Difference between revisions of "Part:BBa K4759020"

Latest revision as of 06:11, 12 October 2023

hemA

A gene coding for glutamyl-tRNA reductase (GluTR),Glutamyl-tRNA reductase catalyzes the first step of porphyrin biosynthesis. Forms part of the pathway for the biosynthesis of 5-aminolevulinate from glutamate, known as the C5 pathway, which is used in most eubacteria, and in all archaebacteria, algae and plants.

(S)-4-amino-5-oxopentanoate + NADP⁽⁺⁾ + tRNA(Glu) <=> H⁽⁺⁾ + L-glutamyl-tRNA(Glu) + NADPH

Design

We cloned this gene and constructed the recombinant plasmid pCDFDuet-hemA-hemL to express hemA in engineered bacteria

Usage and Biology

We divided the synthesis pathway of heme into two parts, one is the synthesis pathway of heme premise ALA (upstream), and the other part is the synthesis pathway of ALA to heme (downstream).
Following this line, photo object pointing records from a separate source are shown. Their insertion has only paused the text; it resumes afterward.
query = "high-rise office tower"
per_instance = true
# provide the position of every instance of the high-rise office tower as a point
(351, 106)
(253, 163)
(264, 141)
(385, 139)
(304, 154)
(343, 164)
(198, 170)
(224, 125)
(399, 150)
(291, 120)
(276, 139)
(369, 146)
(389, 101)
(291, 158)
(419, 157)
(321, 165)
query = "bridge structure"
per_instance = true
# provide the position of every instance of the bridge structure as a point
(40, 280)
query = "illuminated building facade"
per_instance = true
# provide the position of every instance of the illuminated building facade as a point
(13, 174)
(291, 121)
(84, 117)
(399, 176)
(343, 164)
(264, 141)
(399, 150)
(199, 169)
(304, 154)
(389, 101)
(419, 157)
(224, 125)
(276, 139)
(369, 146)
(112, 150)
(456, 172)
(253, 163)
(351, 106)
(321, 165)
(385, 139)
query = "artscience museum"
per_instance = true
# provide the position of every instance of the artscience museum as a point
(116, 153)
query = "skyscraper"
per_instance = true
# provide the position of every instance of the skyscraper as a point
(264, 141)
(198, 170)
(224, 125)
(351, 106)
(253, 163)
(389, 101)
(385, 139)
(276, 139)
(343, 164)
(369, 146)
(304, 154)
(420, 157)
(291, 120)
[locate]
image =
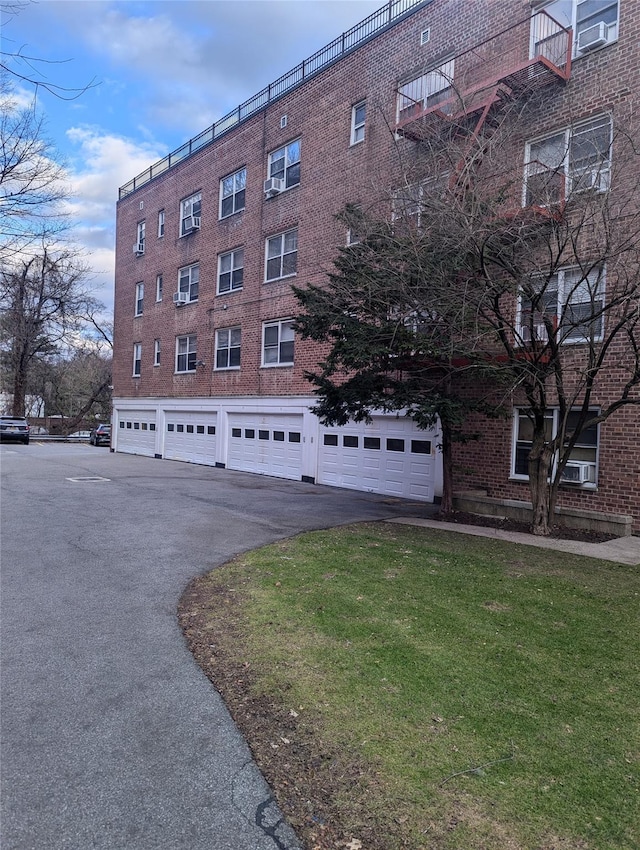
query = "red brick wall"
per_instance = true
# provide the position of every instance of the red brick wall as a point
(333, 173)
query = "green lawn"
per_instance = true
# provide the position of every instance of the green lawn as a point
(492, 689)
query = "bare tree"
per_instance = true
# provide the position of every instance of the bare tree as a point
(532, 282)
(45, 305)
(32, 181)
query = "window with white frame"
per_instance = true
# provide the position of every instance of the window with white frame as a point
(285, 164)
(427, 90)
(190, 210)
(594, 24)
(232, 193)
(582, 466)
(189, 281)
(575, 159)
(277, 343)
(186, 353)
(571, 301)
(137, 359)
(356, 229)
(228, 348)
(281, 255)
(358, 117)
(230, 271)
(140, 234)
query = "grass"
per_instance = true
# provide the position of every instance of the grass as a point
(491, 689)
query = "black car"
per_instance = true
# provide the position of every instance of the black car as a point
(100, 435)
(14, 428)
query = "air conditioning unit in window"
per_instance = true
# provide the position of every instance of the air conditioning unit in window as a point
(273, 186)
(592, 37)
(592, 179)
(190, 223)
(579, 472)
(539, 331)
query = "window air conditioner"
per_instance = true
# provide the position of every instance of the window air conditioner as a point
(190, 223)
(539, 331)
(594, 179)
(594, 36)
(579, 472)
(273, 186)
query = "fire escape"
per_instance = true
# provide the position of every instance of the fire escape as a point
(470, 91)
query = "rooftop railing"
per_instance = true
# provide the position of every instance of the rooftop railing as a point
(370, 27)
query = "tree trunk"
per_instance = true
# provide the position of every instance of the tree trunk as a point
(446, 506)
(539, 467)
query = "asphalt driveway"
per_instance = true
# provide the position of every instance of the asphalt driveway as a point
(111, 735)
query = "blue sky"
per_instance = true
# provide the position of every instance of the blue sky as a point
(159, 72)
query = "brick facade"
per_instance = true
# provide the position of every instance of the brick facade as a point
(333, 172)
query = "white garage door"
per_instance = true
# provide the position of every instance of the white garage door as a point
(388, 456)
(267, 444)
(137, 432)
(190, 437)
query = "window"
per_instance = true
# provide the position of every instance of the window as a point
(282, 255)
(582, 466)
(230, 271)
(356, 231)
(426, 90)
(594, 24)
(277, 343)
(137, 359)
(232, 193)
(190, 214)
(407, 206)
(285, 164)
(228, 348)
(186, 353)
(395, 445)
(575, 159)
(572, 300)
(358, 115)
(188, 281)
(138, 248)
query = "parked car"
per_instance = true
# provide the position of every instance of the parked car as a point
(101, 435)
(14, 428)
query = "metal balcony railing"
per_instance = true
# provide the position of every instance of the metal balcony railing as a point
(526, 56)
(370, 27)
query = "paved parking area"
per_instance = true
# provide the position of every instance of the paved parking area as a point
(111, 736)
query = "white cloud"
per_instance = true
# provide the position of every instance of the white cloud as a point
(102, 163)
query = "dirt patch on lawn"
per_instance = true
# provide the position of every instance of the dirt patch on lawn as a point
(324, 793)
(558, 532)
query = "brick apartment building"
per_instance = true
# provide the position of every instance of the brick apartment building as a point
(207, 367)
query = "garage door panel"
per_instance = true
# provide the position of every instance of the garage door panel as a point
(190, 436)
(269, 444)
(389, 456)
(137, 432)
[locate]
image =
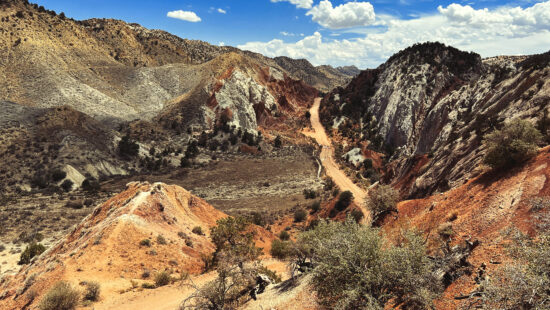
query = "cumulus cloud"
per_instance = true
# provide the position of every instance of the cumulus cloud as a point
(351, 14)
(302, 4)
(184, 15)
(501, 31)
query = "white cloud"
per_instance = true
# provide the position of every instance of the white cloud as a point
(302, 4)
(500, 31)
(351, 14)
(184, 15)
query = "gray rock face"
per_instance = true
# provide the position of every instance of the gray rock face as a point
(240, 94)
(441, 106)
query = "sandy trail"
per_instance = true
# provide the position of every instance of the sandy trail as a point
(327, 158)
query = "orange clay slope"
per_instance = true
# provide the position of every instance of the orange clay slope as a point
(106, 247)
(484, 208)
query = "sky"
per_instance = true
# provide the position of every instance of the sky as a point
(336, 32)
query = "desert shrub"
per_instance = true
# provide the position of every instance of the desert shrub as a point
(127, 148)
(309, 194)
(197, 230)
(515, 143)
(58, 175)
(344, 200)
(67, 185)
(277, 142)
(258, 218)
(382, 200)
(91, 185)
(92, 292)
(145, 242)
(300, 215)
(445, 230)
(281, 249)
(523, 284)
(163, 278)
(32, 250)
(233, 239)
(316, 206)
(74, 204)
(355, 268)
(62, 296)
(284, 235)
(148, 286)
(161, 240)
(357, 215)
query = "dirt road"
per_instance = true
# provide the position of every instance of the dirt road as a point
(327, 158)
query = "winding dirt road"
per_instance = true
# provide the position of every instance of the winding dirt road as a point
(327, 159)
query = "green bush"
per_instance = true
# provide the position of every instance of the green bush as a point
(284, 235)
(163, 278)
(161, 240)
(357, 215)
(32, 250)
(92, 292)
(355, 268)
(316, 206)
(515, 143)
(344, 200)
(67, 185)
(62, 296)
(145, 242)
(300, 215)
(382, 200)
For the upstream pathway, there were two pathways from glutamate to ALA, one was the C4 pathway and the other was the C5 pathway. The C4 pathway had been enhanced by the existing team, and the experimental results showed that the effect was not as good as the C5 pathway, so we chose the C5 pathway for modification. The C5 pathway had two key genes, one was hemA and the other was hemL. So we constructed plasmids containing hemA and hemL, and overexpressed them by transforming recombinant plasmids to E. coli. The downstream pathway, that was, the synthesis pathway of heme, involved 7 genes, of which 4 genes (hemB, hemD, hemC, hemH) were more critical, according to the literature. Therefore, we also constructed and overexpressed plasmids containing hemB , hemD, hemC , and hemH .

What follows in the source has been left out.